Mas existe um outro silêncio, o silêncio da humilhação que é uma coisa que muitos transgêneros estão resolvendo quebrar. Nesta mesma sexta-feira, rodou pelas redes sociais o desabafo da transexual Jessyca Dias:
“Eu, Jessyca Dias, 27 anos, Transexual desde os 18 anos, fui vitima da mais abjeta transfobia num estabelecimento chamado Rancho Jundiaí [em Jundiaí, interior de São Paulo]. Ao chegar na entrada do estabelecimento com minhas amigas, a segurança pediu meu RG. Quando viu que o documento constava ainda o nome de homem, a segurança disse que eu não poderia entrar e que eram ordens da casa. Indignada, disse que ela não podia me impedir pelo fato de eu ser transexual, pois aquilo era preconceito. Nesse momento, a segurança chamou um outro colega que perguntou se eu estava com as meninas, que estavam ao meu lado. Ao confirmar, o segurança me deixou entrar. Na bilheteria reclamei do ocorrido com a moça que recebia o meu dinheiro e ela disse que a atitude de não deixar entrar travestis e transexuais estava correta.

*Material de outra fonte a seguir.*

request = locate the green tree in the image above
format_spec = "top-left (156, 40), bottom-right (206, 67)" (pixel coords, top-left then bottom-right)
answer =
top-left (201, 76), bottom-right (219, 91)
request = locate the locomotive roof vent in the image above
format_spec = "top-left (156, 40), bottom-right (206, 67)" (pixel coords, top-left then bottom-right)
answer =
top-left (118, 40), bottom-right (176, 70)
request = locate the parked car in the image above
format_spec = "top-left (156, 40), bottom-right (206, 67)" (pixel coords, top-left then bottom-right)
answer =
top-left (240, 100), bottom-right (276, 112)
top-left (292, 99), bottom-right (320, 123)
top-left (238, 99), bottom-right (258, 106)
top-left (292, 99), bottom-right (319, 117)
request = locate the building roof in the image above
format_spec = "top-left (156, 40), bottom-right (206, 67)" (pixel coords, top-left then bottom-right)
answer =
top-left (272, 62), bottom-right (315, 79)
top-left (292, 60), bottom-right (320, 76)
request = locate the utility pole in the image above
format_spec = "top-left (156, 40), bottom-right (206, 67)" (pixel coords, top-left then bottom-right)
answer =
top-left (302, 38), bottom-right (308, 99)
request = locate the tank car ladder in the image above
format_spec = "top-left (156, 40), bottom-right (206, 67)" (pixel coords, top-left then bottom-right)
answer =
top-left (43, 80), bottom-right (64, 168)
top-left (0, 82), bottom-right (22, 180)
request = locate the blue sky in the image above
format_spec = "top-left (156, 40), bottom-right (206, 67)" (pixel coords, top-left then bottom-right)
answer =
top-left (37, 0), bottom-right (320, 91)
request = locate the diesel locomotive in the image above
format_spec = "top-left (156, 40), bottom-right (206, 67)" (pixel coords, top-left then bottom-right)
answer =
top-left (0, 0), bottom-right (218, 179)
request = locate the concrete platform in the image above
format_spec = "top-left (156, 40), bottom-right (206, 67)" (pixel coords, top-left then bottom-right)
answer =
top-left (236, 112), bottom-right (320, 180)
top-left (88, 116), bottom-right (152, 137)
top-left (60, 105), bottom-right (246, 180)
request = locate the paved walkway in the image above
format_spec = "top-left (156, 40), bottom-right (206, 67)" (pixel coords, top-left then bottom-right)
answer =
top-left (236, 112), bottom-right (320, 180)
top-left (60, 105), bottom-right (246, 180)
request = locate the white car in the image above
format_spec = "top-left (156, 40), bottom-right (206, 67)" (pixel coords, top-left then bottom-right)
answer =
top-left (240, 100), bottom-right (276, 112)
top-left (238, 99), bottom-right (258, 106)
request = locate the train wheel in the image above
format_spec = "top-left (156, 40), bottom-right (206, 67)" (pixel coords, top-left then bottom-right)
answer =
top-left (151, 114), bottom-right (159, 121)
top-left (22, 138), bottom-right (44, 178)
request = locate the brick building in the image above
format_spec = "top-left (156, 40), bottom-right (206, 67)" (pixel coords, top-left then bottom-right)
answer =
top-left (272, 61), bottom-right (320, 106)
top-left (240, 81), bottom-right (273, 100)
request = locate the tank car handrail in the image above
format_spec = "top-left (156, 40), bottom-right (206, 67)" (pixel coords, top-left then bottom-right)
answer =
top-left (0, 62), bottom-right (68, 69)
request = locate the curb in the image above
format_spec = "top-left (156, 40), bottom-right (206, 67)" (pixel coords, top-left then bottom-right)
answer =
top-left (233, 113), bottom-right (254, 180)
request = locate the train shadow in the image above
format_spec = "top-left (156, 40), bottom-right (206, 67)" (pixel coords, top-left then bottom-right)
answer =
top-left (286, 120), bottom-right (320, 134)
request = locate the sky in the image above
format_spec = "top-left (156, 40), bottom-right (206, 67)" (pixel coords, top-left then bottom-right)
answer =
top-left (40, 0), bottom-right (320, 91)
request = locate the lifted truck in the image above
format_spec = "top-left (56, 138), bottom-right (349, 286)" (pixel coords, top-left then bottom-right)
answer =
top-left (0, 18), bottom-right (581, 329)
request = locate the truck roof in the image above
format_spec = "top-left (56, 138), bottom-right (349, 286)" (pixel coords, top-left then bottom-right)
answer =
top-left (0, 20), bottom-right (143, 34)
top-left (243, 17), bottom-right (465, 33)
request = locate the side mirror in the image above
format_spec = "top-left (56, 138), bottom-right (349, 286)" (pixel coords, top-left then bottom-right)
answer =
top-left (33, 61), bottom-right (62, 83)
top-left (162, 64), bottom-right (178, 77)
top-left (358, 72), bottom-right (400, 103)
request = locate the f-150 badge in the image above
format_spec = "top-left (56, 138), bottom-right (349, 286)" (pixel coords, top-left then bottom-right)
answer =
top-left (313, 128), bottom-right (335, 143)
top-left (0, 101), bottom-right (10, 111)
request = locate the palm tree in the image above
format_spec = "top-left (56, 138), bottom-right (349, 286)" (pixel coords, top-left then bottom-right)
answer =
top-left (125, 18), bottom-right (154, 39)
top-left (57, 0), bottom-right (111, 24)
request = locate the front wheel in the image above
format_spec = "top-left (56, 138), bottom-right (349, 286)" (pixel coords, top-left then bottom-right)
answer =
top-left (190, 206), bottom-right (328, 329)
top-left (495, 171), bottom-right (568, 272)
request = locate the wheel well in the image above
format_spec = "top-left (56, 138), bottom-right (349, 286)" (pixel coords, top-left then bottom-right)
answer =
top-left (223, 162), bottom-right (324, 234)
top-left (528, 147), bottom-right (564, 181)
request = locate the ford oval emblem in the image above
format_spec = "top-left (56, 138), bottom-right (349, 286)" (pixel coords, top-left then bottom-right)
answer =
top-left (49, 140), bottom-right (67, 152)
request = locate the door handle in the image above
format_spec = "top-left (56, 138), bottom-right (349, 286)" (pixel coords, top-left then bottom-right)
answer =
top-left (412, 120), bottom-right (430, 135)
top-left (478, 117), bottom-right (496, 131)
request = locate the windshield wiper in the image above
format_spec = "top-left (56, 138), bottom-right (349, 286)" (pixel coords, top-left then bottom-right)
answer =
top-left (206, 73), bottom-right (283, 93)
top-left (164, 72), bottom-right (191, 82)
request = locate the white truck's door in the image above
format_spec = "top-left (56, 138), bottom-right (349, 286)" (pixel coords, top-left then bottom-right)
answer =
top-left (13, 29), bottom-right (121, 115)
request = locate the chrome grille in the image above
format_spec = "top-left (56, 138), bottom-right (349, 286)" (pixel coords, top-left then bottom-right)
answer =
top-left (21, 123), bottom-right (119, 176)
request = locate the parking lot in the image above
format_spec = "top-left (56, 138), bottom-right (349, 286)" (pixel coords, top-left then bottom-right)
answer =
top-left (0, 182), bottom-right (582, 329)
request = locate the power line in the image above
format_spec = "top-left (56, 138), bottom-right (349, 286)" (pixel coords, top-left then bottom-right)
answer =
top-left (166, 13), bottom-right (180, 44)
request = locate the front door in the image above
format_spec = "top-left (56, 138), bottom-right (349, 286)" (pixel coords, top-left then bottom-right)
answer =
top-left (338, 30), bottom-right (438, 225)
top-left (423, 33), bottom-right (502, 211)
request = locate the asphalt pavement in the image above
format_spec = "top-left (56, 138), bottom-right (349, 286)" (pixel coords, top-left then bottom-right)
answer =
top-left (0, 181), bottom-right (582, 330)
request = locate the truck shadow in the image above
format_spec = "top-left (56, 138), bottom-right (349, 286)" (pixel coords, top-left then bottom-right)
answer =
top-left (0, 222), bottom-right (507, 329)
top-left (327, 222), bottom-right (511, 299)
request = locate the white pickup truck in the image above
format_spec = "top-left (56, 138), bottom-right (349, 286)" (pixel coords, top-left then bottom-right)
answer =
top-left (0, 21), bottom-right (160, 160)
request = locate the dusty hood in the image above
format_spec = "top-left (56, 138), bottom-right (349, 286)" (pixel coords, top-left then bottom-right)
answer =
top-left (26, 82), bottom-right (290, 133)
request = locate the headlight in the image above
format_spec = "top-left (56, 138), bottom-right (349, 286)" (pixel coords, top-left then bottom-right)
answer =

Ao entrar na casa, fui falar com o dono do evento, de nome Edson Del Roy . Ele disse que estava proibida a presença de travestis e transexuais, pois elas usam vestimentas inadequadas para o local, como vestidos, blusinhas e saias curtas. Quando falei que as mulheres que frequentavam o local se vestiam da mesma maneira, ele disse que eu não podia ser comparada a uma mulher. Ao final, disse que iria buscar meus direitos, e ele com a voz já alterada, disse que não se importava com isso. A conversa encerrou-se ali.
Minha noite de diversão acabou. Me senti ultrajada, humilhada. Desde que me assumi, como transexual, nunca tinha passado por isso. […] Informo também que estarei tomando todas as medidas, judiciais e extra judiciais, contra o estabelecimento e contra o dono do evento. É obrigação de cada LGBT, que foi violentado em sua honra e dignidade, ir até as ultimas consequências para obter Justiça!”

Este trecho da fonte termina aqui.